Twitter Community Notes Data Processing

Tl;dr the files are too big so:

All related files can be found at the public drive: https://drive.google.com/drive/folders/1wZl90T37h3qDG7QnJGoI_F8G1KX2Z_6S?usp=drive_link

Current checkpoint data is available for download at: [https://drive.google.com/uc?export=download&id=1zTJsCLyiPZM5LHWImm4zgHRmeVkzPjA9]

Twitter Community Notes Data Processing

This repository contains tools and documentation for working with Twitter Community Notes data. The project includes:

Downloading Data: Instructions on accessing the public Community Notes snapshots from Twitter.
Data Source: All Community Notes data was obtained from https://x.com/i/communitynotes/download-data
Scraping Tweet Data: A Python script that uses Selenium to load tweet embeds and extract tweet text.
Data Combination: An R Markdown (.Rmd) script to join the scraped tweet data with the downloaded Community Notes data, as well as a Python utility to convert scraped files into a single CSV file.

All related files can be found at the public drive: https://drive.google.com/drive/folders/1wZl90T37h3qDG7QnJGoI_F8G1KX2Z_6S?usp=drive_link

Current checkpoint data is available for download at: https://drive.google.com/uc?export=download&id=1zTJsCLyiPZM5LHWImm4zgHRmeVkzPjA9

Obviously, this was written by ChatGPT (o3-mini-high). Thanks Mr. ChatGPT.

Overview

Twitter Community Notes data is released as four normalized TSV files:

Notes: Contains the note details including the note text, author identifiers, tweet IDs, and other metadata.
Ratings: Contains user ratings of notes.
Note Status History: Contains metadata on note status changes over time.
User Enrollment: Contains user enrollment state information.

The datasets can be joined using the noteId field, which helps avoid data duplication.

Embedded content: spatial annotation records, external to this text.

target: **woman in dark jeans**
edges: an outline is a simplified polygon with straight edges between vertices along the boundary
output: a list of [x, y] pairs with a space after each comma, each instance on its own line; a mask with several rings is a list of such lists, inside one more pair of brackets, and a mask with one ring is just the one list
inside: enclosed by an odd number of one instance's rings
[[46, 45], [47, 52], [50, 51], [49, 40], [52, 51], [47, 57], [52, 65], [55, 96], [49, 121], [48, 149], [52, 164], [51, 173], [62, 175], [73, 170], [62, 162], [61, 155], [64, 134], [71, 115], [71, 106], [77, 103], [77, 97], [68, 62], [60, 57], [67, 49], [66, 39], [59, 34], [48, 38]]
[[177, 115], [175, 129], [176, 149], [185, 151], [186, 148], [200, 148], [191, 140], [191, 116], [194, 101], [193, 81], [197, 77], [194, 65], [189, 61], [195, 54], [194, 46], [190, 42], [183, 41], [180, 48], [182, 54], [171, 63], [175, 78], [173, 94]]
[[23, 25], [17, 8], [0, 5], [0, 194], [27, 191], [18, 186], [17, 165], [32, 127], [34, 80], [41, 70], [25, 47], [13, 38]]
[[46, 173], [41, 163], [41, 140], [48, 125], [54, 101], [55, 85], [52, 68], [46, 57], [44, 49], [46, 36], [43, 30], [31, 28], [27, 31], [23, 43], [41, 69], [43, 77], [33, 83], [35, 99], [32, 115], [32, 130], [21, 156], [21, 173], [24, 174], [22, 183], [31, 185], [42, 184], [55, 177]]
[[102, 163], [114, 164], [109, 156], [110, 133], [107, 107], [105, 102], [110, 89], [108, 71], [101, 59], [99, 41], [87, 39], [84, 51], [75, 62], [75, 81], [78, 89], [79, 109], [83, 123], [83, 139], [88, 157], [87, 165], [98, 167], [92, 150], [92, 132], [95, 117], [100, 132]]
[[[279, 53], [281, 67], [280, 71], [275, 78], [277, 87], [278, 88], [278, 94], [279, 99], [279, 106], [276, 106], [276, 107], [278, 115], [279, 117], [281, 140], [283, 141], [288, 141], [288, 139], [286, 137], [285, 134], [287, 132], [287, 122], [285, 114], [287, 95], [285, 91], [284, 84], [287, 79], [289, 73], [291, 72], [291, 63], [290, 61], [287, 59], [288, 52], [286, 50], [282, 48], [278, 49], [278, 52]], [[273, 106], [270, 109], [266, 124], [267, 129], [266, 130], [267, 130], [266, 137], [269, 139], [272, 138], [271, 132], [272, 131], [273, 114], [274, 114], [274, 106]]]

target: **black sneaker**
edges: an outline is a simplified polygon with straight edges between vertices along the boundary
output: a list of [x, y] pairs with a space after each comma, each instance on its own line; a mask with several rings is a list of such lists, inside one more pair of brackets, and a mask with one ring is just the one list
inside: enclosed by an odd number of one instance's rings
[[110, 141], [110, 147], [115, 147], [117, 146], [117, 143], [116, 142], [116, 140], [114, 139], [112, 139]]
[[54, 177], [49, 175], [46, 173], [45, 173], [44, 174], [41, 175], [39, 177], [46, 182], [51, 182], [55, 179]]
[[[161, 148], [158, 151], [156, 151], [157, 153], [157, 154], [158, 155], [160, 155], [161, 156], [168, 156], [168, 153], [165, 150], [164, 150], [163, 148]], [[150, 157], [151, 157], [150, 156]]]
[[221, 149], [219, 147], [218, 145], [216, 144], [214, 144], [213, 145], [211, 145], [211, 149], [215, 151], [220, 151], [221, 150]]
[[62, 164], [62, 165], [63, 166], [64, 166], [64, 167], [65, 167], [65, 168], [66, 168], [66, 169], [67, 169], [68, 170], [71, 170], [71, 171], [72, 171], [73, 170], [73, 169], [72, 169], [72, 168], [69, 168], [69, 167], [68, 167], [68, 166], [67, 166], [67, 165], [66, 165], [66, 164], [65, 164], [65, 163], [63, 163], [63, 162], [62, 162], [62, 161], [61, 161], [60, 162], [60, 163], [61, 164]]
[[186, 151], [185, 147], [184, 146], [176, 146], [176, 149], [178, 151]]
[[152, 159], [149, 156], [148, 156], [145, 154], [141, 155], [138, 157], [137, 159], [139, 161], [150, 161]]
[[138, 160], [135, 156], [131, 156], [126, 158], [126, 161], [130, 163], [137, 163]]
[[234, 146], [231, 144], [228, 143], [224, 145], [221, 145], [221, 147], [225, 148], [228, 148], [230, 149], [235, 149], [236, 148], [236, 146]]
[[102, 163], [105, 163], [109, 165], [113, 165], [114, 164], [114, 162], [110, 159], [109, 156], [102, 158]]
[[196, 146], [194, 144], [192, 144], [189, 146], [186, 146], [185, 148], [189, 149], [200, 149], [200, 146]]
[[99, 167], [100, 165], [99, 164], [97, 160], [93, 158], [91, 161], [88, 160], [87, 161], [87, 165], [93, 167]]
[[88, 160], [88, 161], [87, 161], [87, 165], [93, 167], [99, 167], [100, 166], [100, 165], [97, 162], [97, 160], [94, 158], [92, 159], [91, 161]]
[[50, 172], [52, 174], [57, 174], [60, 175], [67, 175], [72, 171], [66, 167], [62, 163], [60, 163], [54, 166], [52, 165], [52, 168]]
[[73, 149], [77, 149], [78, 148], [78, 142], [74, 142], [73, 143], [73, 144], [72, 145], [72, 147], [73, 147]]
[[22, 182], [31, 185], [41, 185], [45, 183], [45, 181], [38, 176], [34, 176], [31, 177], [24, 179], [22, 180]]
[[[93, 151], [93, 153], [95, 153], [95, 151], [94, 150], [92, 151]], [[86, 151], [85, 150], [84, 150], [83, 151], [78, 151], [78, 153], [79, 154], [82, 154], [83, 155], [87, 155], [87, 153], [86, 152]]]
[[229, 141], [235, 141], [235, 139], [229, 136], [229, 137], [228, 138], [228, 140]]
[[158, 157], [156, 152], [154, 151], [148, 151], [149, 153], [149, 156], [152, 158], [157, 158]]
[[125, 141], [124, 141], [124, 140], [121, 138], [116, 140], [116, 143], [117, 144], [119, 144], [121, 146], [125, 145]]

Data Snapshots & File Structure

Data Snapshots:
- A new snapshot of the public Community Notes data is released daily (cumulative but limited to notes/ratings created at least 48 hours prior to the snapshot).
- When notes or ratings are deleted, the corresponding note content is removed from future downloads (though metadata remains in the note status history).
File Format:
Each snapshot is provided in TSV (tab-separated values) format with a header row. Columns and their definitions (e.g., noteId, participantId, tweetId, etc.) are documented in the repository.

Subsample Checkpoint Data

A new file, tweet_data_checkpoint_1_subset.csv, has been added directly to GitHub. This file is a 1000-row subset of the full checkpoint data and is meant for quick testing or demonstration purposes.

Data Description

Each row in this CSV represents a tweet along with associated Community Notes metadata. The file includes the following columns:

tweet_url: URL of the tweet.
txt_file_path: Local path to the saved tweet text file.
tweet_text: The extracted tweet text.
tweetId: Tweet identifier.
noteId: Associated Community Note identifier.
noteAuthorParticipantId: Unique identifier of the note author.
createdAtMillis: Timestamp (in milliseconds) of when the note was created.
classification: Classification label (e.g., MISINFORMED_OR_POTENTIALLY_MISLEADING or NOT_MISLEADING).
believable, harmful, validationDifficulty: Various metrics or flags regarding the note's content.
misleadingOther, misleadingFactualError, misleadingManipulatedMedia, misleadingOutdatedInformation, misleadingMissingImportantContext, misleadingUnverifiedClaimAsFact, misleadingSatire: Flags indicating different types of potential misinformation.
notMisleadingOther, notMisleadingFactuallyCorrect, notMisleadingOutdatedButNotWhenWritten, notMisleadingClearlySatire, notMisleadingPersonalOpinion: Flags indicating types of non-misleading characteristics.
trustworthySources: URL or identifier for sources considered trustworthy.
summary: A brief summary or context of the note.
isMediaNote: Indicator if the note is associated with media content.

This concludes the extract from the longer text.